Every bill creates winners and losers. Here's who stands to gain and who bears the cost.

Who Benefits

  • Rural clinics and federally qualified health centers that staff PAs/NPs: They can rely on state-authorized PA/NP practice to meet Medicare's arrangement requirement, reducing administrative friction where physicians are scarce.
  • Physician assistants and nurse practitioners: The change legally recognizes state-authorized independent or expanded-practice roles for PAs/NPs in the Medicare context, potentially increasing their ability to lead care in eligible facilities.
  • Medicare beneficiaries in under-resourced areas: Improved alignment between federal eligibility and state scope-of-practice may increase local access to Medicare-covered services when PAs/NPs provide primary care.

Who Bears the Cost

  • Medicare-participating facilities (non-physician-directed): They must assemble and retain state-law compliance documentation and may need to revise credentialing, supervision agreements, and policies to demonstrate that arrangements meet state requirements.
  • CMS and Medicare contractors: The agency will need to update interpretive guidance, provider enrollment materials, program integrity protocols, and claim-audit criteria to evaluate state-law compliance, imposing administrative and implementation costs.
  • Malpractice insurers and some supervising physicians: Expanded autonomous practice by PAs/NPs could shift liability dynamics and insurance exposure, potentially raising premiums or changing coverage terms for practices relying heavily on non-physician clinicians.

Key Issues

The Core Tension

The central dilemma is balancing workforce flexibility against uniform federal oversight: giving States control over PA/NP practice expands access where state law is permissive, but it also fragments Medicare’s compliance regime and increases the risk of uneven quality, audit disputes, and differing beneficiary protections across States.

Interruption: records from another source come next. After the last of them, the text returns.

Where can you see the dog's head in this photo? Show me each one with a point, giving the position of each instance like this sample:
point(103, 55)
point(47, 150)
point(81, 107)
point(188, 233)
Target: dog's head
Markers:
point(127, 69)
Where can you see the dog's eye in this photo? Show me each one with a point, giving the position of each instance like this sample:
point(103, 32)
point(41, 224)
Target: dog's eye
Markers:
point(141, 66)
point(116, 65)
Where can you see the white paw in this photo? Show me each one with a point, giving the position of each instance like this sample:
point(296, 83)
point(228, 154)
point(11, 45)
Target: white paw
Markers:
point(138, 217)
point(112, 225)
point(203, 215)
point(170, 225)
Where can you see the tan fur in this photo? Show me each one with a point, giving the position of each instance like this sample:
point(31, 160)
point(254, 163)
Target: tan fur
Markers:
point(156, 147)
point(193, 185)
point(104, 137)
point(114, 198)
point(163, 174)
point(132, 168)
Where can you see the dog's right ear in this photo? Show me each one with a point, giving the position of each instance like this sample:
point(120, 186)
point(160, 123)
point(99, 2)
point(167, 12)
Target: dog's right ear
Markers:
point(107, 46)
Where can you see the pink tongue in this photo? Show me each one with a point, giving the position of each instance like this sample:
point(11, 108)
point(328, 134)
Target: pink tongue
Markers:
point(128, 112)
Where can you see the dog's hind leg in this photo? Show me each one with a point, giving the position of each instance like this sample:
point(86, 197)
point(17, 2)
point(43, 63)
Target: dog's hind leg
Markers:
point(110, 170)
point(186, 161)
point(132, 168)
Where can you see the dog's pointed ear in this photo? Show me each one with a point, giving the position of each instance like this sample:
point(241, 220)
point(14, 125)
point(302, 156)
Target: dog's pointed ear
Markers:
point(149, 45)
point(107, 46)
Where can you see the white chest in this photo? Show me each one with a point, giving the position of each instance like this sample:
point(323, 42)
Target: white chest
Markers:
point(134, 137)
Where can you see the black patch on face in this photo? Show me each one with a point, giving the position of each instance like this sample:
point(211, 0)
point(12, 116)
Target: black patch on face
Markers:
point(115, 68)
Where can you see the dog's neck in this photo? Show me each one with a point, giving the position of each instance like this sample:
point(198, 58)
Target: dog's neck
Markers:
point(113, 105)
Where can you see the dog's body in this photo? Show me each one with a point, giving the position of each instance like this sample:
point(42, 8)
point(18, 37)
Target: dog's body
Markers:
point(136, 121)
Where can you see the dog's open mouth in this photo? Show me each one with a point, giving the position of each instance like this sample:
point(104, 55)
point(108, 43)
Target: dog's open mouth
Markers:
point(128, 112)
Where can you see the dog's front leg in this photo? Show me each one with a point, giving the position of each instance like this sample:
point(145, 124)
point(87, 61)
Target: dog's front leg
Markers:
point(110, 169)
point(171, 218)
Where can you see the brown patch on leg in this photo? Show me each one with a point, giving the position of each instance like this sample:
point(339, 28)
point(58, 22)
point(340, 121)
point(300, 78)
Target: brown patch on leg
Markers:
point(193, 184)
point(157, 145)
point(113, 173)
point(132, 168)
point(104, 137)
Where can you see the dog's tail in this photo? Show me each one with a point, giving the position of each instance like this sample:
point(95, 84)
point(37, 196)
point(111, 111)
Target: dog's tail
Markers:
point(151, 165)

The statute defers to State law but does not define key operational terms. It does not define "arrangement," "consistent with," or what "State regulatory mechanism" scrutiny entails, leaving significant interpretive work to CMS.

That creates short-term uncertainty for providers who need precise documentation standards to survive audits and for auditors trying to apply a uniform standard across 50 states and territories with divergent PA/NP rules.

The bill trades a one-size-fits-all federal supervision rule for state-by-state variation. That increases local flexibility but also raises program-integrity challenges: state laws differ on required supervision, collaboration agreements, prescriptive authority, and delegated services, and some States use regulatory guidance rather than clear statutory standards.

CMS will face choices about whether to accept a wide array of state regulatory arrangements on their face, require specific documentation elements, or develop a federal interpretive baseline for minimal compliance. Each option has trade-offs in administrative burden, beneficiary protection, and opportunities for inconsistent enforcement across States.